They had not succeeded. A father had brought his young son to them, and they had not healed him. When Christ Jesus treated the boy, he "was cured from that very hour." Matt. 17:18. Jesus told the disciples they had not healed him because of their unbelief, and then he graphically described what could be done with just a grain of faith. "Howbeit," he concluded (as the King James Version has it), "this kind goeth not out but by prayer and fasting." V. 21.
Did the disciples—do we—understand what he meant? The Master had quickly healed the boy, but obviously he had observed no appointed fast in order to do so. What did he mean by fasting? "Merely to abstain from eating was not sufficient to meet his demand," Mrs. Eddy points out. "The animus of his saying was: Silence appetites, passion, and all that wars against Spirit and spiritual power." The First Church of Christ, Scientist, and Miscellany, p. 339.

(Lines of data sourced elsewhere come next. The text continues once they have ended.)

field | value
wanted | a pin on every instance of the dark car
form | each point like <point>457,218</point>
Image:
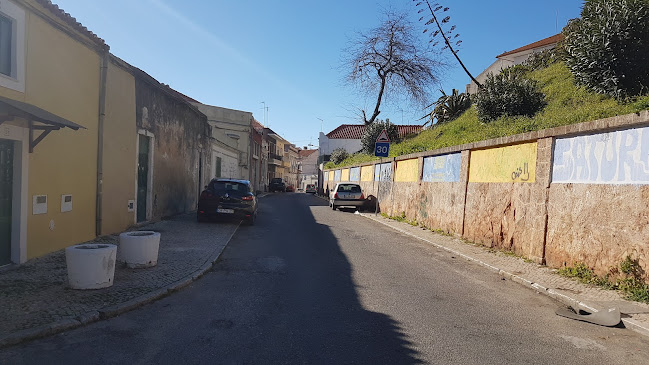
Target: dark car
<point>276,184</point>
<point>228,198</point>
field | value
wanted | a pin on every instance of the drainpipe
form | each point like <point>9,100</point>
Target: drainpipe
<point>103,71</point>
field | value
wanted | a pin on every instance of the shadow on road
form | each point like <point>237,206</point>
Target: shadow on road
<point>322,318</point>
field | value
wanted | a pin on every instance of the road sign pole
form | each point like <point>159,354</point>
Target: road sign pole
<point>378,189</point>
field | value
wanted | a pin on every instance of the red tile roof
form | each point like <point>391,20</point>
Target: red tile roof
<point>543,42</point>
<point>54,9</point>
<point>306,153</point>
<point>355,131</point>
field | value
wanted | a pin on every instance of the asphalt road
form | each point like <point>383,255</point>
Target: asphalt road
<point>310,285</point>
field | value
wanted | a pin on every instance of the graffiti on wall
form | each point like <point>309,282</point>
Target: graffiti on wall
<point>367,173</point>
<point>620,157</point>
<point>504,164</point>
<point>407,171</point>
<point>383,172</point>
<point>355,174</point>
<point>445,168</point>
<point>345,175</point>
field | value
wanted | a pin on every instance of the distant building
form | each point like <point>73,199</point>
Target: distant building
<point>514,57</point>
<point>348,136</point>
<point>308,167</point>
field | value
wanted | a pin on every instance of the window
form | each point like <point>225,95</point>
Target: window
<point>12,46</point>
<point>6,40</point>
<point>218,167</point>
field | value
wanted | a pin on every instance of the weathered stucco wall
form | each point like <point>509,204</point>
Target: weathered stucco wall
<point>505,202</point>
<point>181,134</point>
<point>564,195</point>
<point>120,156</point>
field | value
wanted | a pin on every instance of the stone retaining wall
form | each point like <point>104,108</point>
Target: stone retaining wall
<point>576,193</point>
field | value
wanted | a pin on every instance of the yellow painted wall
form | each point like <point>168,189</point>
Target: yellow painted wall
<point>505,164</point>
<point>344,175</point>
<point>407,171</point>
<point>62,76</point>
<point>367,173</point>
<point>120,139</point>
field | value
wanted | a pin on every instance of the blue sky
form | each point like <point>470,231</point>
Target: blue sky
<point>287,53</point>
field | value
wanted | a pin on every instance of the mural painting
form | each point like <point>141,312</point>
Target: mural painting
<point>504,164</point>
<point>407,171</point>
<point>620,157</point>
<point>337,175</point>
<point>445,168</point>
<point>355,174</point>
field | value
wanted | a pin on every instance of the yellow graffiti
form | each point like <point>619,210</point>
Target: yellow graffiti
<point>407,171</point>
<point>367,173</point>
<point>505,164</point>
<point>344,175</point>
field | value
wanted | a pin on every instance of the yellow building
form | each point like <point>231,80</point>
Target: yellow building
<point>53,97</point>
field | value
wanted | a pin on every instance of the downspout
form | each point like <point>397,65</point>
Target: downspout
<point>103,72</point>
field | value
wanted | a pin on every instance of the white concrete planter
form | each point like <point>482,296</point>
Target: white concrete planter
<point>139,249</point>
<point>91,266</point>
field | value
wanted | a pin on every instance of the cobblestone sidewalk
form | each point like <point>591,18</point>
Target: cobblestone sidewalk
<point>540,278</point>
<point>36,300</point>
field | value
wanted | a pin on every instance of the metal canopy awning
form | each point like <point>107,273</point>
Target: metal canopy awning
<point>48,122</point>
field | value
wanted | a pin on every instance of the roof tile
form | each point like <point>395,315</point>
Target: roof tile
<point>355,131</point>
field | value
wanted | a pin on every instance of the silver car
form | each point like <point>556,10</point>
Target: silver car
<point>346,195</point>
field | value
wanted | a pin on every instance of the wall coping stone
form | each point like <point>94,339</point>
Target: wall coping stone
<point>611,124</point>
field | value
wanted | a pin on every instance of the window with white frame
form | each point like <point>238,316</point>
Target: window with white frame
<point>12,46</point>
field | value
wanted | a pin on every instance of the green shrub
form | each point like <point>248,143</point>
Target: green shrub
<point>338,155</point>
<point>606,48</point>
<point>508,94</point>
<point>449,107</point>
<point>372,132</point>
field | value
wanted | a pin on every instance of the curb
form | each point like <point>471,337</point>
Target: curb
<point>114,310</point>
<point>560,297</point>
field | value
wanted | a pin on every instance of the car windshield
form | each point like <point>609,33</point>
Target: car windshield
<point>230,187</point>
<point>349,188</point>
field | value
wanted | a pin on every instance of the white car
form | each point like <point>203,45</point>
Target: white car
<point>347,195</point>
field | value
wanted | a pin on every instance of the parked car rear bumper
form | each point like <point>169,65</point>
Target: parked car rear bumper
<point>348,203</point>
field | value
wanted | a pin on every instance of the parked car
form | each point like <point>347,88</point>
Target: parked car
<point>228,198</point>
<point>276,184</point>
<point>347,194</point>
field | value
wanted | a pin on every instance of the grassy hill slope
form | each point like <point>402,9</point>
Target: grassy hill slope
<point>567,104</point>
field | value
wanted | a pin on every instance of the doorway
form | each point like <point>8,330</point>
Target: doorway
<point>6,194</point>
<point>144,144</point>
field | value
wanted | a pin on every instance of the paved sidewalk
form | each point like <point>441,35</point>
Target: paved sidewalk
<point>36,300</point>
<point>537,277</point>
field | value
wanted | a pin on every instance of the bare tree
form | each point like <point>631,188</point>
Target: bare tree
<point>391,58</point>
<point>448,36</point>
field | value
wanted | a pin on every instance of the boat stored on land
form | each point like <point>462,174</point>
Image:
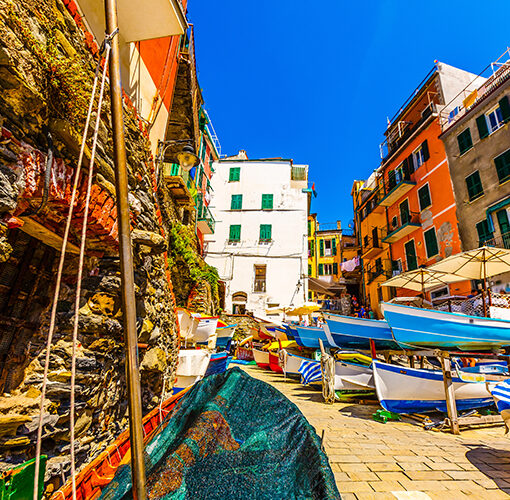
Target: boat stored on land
<point>411,390</point>
<point>414,328</point>
<point>348,332</point>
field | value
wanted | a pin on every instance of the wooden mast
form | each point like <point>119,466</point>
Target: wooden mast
<point>126,261</point>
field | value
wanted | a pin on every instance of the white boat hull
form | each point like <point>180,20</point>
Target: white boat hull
<point>410,390</point>
<point>191,367</point>
<point>352,377</point>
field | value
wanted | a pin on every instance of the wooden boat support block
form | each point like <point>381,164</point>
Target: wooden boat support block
<point>51,239</point>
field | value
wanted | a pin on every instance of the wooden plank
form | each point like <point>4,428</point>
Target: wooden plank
<point>48,237</point>
<point>446,365</point>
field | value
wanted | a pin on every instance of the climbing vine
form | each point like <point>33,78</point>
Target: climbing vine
<point>66,81</point>
<point>182,244</point>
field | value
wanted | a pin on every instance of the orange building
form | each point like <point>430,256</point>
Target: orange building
<point>413,189</point>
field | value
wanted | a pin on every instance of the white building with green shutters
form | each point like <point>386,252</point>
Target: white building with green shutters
<point>260,243</point>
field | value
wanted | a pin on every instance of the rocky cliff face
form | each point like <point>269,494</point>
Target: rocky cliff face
<point>47,63</point>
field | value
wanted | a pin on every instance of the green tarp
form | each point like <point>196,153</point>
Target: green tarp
<point>233,437</point>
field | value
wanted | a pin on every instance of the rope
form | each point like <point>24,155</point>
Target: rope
<point>328,378</point>
<point>80,266</point>
<point>56,294</point>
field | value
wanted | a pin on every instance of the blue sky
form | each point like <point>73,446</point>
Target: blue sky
<point>315,81</point>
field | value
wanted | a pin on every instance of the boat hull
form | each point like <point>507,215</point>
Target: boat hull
<point>348,332</point>
<point>261,358</point>
<point>410,390</point>
<point>413,327</point>
<point>309,337</point>
<point>353,377</point>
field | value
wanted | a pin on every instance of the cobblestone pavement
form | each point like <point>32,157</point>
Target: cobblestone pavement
<point>400,460</point>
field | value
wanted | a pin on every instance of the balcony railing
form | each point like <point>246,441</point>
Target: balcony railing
<point>402,225</point>
<point>502,241</point>
<point>205,220</point>
<point>179,183</point>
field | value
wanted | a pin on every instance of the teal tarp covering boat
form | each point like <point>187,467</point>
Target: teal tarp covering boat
<point>231,437</point>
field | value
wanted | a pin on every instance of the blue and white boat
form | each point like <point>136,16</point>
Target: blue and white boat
<point>309,337</point>
<point>410,390</point>
<point>346,332</point>
<point>415,328</point>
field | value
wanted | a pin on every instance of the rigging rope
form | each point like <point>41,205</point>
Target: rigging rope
<point>51,329</point>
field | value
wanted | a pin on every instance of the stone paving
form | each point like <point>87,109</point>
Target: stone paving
<point>400,460</point>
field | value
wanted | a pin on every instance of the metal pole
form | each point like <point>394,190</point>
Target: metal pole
<point>126,262</point>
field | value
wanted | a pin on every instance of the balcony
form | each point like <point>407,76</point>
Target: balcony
<point>502,241</point>
<point>205,220</point>
<point>402,225</point>
<point>373,245</point>
<point>397,187</point>
<point>179,183</point>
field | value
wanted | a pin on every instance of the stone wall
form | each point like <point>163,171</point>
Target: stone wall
<point>46,71</point>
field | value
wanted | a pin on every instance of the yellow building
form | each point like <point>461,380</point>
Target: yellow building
<point>328,247</point>
<point>370,223</point>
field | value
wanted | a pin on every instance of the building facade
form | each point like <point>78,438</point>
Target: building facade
<point>260,244</point>
<point>477,142</point>
<point>406,212</point>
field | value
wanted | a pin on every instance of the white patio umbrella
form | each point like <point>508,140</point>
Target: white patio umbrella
<point>422,279</point>
<point>478,264</point>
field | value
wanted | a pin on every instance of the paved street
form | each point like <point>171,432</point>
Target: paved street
<point>399,459</point>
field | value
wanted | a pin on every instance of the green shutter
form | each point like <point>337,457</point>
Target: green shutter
<point>235,232</point>
<point>425,150</point>
<point>236,202</point>
<point>484,232</point>
<point>483,129</point>
<point>265,232</point>
<point>424,197</point>
<point>234,174</point>
<point>431,243</point>
<point>267,202</point>
<point>504,105</point>
<point>502,163</point>
<point>465,141</point>
<point>474,185</point>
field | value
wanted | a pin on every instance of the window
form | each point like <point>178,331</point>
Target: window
<point>267,202</point>
<point>431,243</point>
<point>474,186</point>
<point>484,232</point>
<point>465,141</point>
<point>502,163</point>
<point>235,233</point>
<point>424,197</point>
<point>259,284</point>
<point>311,249</point>
<point>234,174</point>
<point>236,202</point>
<point>265,232</point>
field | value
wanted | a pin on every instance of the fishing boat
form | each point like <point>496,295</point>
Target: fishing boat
<point>206,328</point>
<point>192,365</point>
<point>411,390</point>
<point>355,333</point>
<point>309,337</point>
<point>224,336</point>
<point>261,358</point>
<point>413,327</point>
<point>353,376</point>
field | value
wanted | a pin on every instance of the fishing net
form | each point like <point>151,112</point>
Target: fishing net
<point>232,437</point>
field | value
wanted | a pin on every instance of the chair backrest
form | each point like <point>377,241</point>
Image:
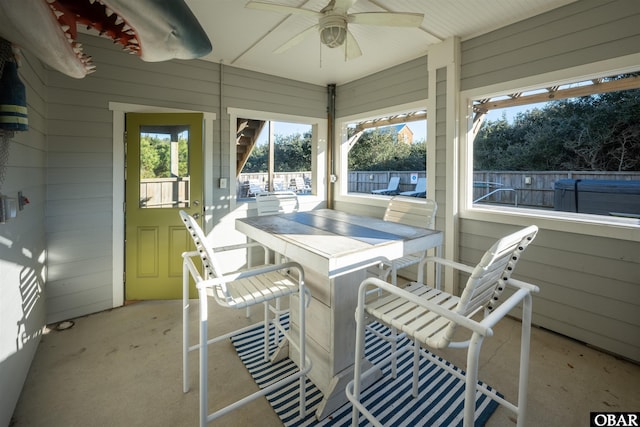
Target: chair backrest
<point>411,211</point>
<point>209,262</point>
<point>489,277</point>
<point>255,186</point>
<point>278,184</point>
<point>274,203</point>
<point>394,183</point>
<point>299,184</point>
<point>421,185</point>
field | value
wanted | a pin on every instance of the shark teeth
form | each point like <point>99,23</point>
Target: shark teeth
<point>112,26</point>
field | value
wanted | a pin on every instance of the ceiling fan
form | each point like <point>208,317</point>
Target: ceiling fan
<point>333,20</point>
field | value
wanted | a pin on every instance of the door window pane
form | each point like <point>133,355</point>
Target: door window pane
<point>164,166</point>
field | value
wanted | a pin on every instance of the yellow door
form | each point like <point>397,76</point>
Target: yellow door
<point>164,175</point>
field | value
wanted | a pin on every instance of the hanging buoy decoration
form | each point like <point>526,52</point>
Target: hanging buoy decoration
<point>13,95</point>
<point>13,100</point>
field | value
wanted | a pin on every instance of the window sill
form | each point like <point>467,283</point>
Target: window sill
<point>587,224</point>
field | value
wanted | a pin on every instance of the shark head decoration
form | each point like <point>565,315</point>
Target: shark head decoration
<point>155,30</point>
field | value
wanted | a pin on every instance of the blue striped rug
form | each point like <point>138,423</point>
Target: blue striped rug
<point>440,401</point>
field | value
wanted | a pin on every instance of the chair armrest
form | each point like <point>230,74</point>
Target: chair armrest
<point>523,285</point>
<point>448,263</point>
<point>463,321</point>
<point>504,308</point>
<point>253,272</point>
<point>238,246</point>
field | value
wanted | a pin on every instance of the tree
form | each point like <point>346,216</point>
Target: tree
<point>380,150</point>
<point>597,132</point>
<point>292,153</point>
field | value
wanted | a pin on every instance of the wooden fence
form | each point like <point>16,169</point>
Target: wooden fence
<point>534,189</point>
<point>164,192</point>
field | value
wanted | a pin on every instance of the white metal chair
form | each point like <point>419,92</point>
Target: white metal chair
<point>430,317</point>
<point>271,204</point>
<point>239,290</point>
<point>420,189</point>
<point>279,202</point>
<point>299,186</point>
<point>392,187</point>
<point>411,211</point>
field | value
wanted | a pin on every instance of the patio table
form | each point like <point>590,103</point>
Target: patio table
<point>335,248</point>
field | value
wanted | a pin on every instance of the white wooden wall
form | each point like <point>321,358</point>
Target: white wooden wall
<point>22,244</point>
<point>80,164</point>
<point>590,284</point>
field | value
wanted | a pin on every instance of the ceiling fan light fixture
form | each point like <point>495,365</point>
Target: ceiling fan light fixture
<point>333,36</point>
<point>333,30</point>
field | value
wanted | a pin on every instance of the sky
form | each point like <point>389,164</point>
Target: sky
<point>419,128</point>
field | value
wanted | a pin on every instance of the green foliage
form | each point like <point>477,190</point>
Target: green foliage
<point>597,133</point>
<point>379,150</point>
<point>292,153</point>
<point>155,157</point>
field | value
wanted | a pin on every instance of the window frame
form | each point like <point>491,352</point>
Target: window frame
<point>318,146</point>
<point>588,224</point>
<point>341,165</point>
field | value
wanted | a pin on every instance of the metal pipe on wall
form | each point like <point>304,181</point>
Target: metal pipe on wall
<point>331,114</point>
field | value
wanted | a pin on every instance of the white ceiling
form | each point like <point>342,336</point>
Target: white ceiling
<point>246,38</point>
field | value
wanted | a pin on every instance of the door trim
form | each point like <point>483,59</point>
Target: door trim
<point>117,250</point>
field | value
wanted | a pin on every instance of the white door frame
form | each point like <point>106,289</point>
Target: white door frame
<point>119,112</point>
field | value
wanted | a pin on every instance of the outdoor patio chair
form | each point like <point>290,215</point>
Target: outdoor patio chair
<point>392,187</point>
<point>271,204</point>
<point>255,187</point>
<point>299,186</point>
<point>410,211</point>
<point>278,184</point>
<point>419,191</point>
<point>430,317</point>
<point>274,203</point>
<point>239,290</point>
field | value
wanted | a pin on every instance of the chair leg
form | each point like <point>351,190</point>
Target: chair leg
<point>357,371</point>
<point>267,323</point>
<point>416,368</point>
<point>471,379</point>
<point>303,348</point>
<point>185,328</point>
<point>204,398</point>
<point>525,344</point>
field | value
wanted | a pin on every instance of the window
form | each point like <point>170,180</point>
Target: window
<point>279,155</point>
<point>579,153</point>
<point>299,147</point>
<point>380,149</point>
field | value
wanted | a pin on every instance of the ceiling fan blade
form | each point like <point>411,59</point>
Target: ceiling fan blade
<point>272,7</point>
<point>296,39</point>
<point>390,19</point>
<point>351,47</point>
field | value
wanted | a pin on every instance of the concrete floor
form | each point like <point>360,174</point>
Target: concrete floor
<point>122,367</point>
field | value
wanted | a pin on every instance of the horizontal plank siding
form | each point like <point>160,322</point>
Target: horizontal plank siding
<point>80,157</point>
<point>399,85</point>
<point>579,33</point>
<point>23,254</point>
<point>589,285</point>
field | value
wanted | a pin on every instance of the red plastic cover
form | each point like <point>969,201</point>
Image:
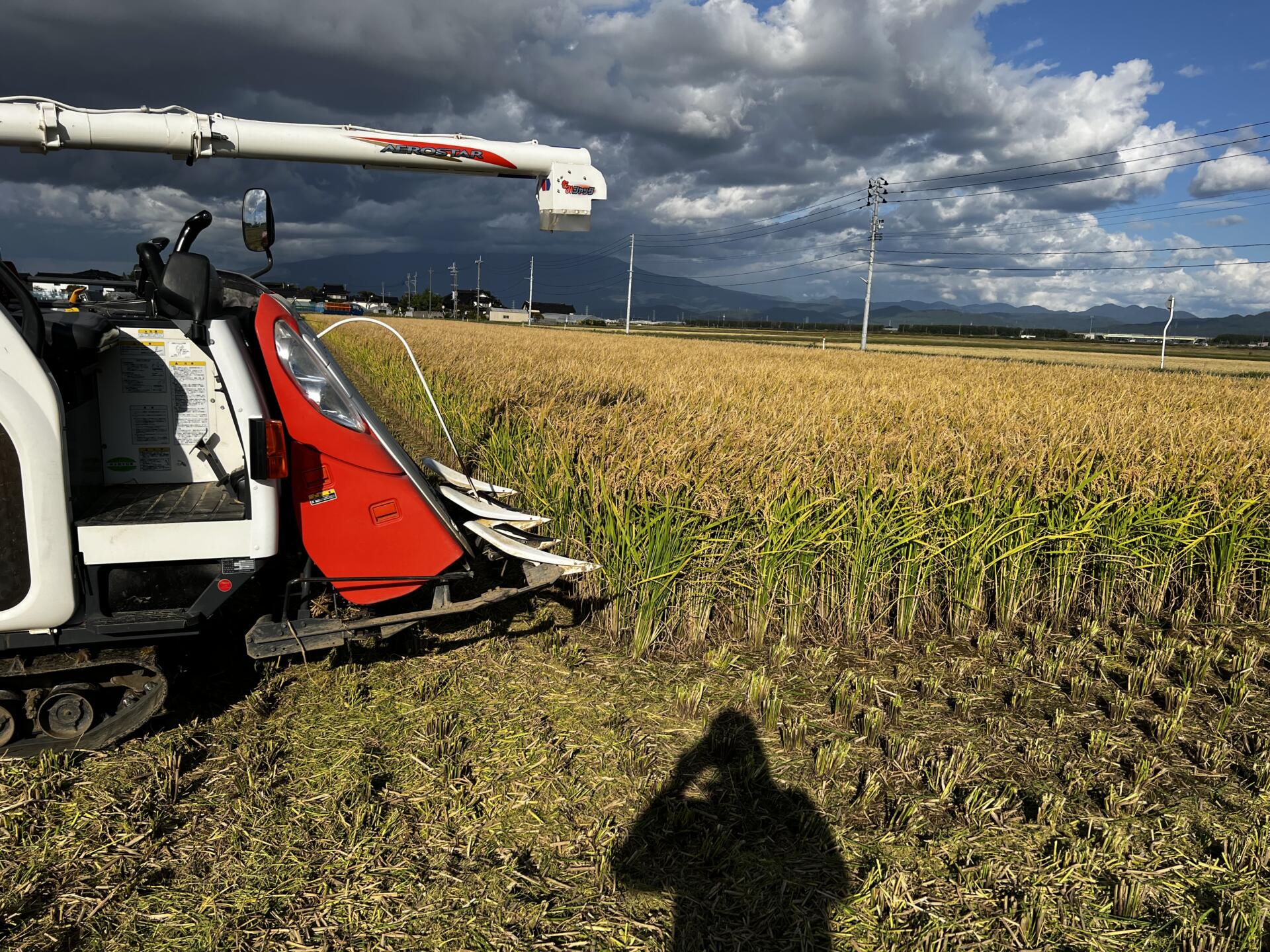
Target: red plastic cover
<point>359,513</point>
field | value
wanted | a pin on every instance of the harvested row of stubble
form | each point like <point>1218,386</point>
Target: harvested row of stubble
<point>745,491</point>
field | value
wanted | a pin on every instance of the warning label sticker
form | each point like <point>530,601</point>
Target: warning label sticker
<point>155,459</point>
<point>190,397</point>
<point>149,423</point>
<point>142,367</point>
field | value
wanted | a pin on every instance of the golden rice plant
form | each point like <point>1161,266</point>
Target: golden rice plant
<point>736,492</point>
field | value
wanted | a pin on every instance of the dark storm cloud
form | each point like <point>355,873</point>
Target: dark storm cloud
<point>698,113</point>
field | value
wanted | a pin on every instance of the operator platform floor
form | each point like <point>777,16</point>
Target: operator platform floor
<point>134,504</point>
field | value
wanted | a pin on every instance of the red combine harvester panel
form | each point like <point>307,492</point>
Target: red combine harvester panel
<point>359,513</point>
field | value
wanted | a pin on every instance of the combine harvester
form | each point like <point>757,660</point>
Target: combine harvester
<point>160,451</point>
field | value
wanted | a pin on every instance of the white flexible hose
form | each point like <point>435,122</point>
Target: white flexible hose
<point>417,370</point>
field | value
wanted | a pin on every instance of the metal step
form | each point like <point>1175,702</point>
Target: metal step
<point>507,545</point>
<point>484,509</point>
<point>460,481</point>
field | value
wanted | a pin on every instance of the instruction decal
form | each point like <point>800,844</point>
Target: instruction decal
<point>149,423</point>
<point>190,397</point>
<point>155,459</point>
<point>142,367</point>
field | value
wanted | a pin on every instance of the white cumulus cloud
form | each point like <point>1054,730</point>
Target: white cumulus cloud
<point>1236,172</point>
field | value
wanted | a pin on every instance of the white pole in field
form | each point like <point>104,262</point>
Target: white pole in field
<point>630,280</point>
<point>876,190</point>
<point>454,281</point>
<point>530,307</point>
<point>1165,342</point>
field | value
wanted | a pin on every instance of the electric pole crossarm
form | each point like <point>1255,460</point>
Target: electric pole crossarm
<point>630,281</point>
<point>1164,342</point>
<point>876,190</point>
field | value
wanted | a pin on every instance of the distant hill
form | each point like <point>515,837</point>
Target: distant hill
<point>599,287</point>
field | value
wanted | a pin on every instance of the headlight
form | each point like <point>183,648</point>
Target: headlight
<point>313,380</point>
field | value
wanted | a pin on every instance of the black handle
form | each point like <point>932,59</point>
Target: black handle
<point>190,230</point>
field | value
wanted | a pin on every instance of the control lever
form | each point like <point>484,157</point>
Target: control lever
<point>190,230</point>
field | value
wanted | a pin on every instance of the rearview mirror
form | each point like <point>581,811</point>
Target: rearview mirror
<point>257,220</point>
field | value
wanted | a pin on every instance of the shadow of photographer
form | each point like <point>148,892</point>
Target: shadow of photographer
<point>752,865</point>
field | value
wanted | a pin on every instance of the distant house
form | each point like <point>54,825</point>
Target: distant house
<point>508,315</point>
<point>288,291</point>
<point>468,300</point>
<point>548,307</point>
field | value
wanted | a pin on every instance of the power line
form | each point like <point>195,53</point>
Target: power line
<point>1130,214</point>
<point>1083,168</point>
<point>1080,182</point>
<point>765,233</point>
<point>1066,252</point>
<point>756,221</point>
<point>1091,155</point>
<point>1107,268</point>
<point>973,268</point>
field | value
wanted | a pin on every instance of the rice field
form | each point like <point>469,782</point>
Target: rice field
<point>1142,357</point>
<point>889,653</point>
<point>745,493</point>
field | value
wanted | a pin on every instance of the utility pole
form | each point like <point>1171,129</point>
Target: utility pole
<point>876,190</point>
<point>630,280</point>
<point>454,281</point>
<point>1165,342</point>
<point>529,307</point>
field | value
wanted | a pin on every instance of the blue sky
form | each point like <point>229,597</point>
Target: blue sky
<point>1224,42</point>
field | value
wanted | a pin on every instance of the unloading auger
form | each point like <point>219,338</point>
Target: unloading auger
<point>171,437</point>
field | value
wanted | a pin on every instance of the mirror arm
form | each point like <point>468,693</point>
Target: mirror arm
<point>269,254</point>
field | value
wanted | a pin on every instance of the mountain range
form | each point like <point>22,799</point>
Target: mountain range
<point>599,286</point>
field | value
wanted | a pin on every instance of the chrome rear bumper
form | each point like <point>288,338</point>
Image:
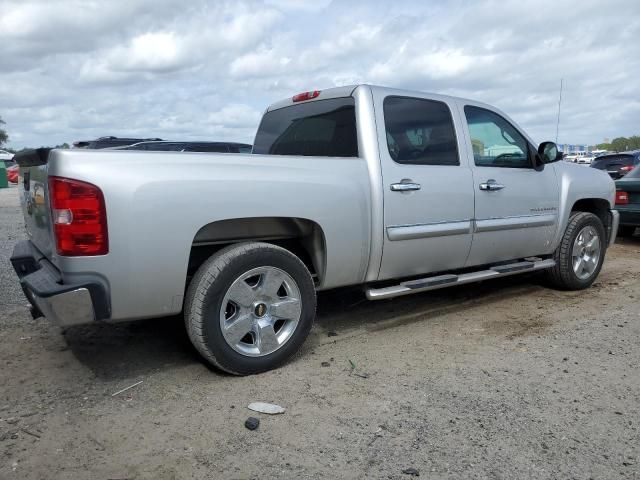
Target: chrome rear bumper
<point>65,304</point>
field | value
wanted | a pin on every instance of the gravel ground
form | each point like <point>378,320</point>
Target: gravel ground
<point>502,380</point>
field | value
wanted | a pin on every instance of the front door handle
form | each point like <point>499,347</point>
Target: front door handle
<point>491,186</point>
<point>405,187</point>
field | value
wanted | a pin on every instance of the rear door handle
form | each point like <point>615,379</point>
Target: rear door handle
<point>405,187</point>
<point>491,185</point>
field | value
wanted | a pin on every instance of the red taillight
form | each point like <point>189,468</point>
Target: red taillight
<point>622,198</point>
<point>79,217</point>
<point>301,97</point>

These are the spiritual dynamics symbolized by fasting. And while material symbols may be misunderstood, and even misused, true spiritual fasting can serve only the purposes of good. Hunger strikers have sacrificed their lives in political protest. Tradition, declaring certain foods unsuitable to eat, deprives people in some instances of proper nourishment. But the fast that is the silencing of "appetites, passion, and all that wars against Spirit and spiritual power" can only heal and make free.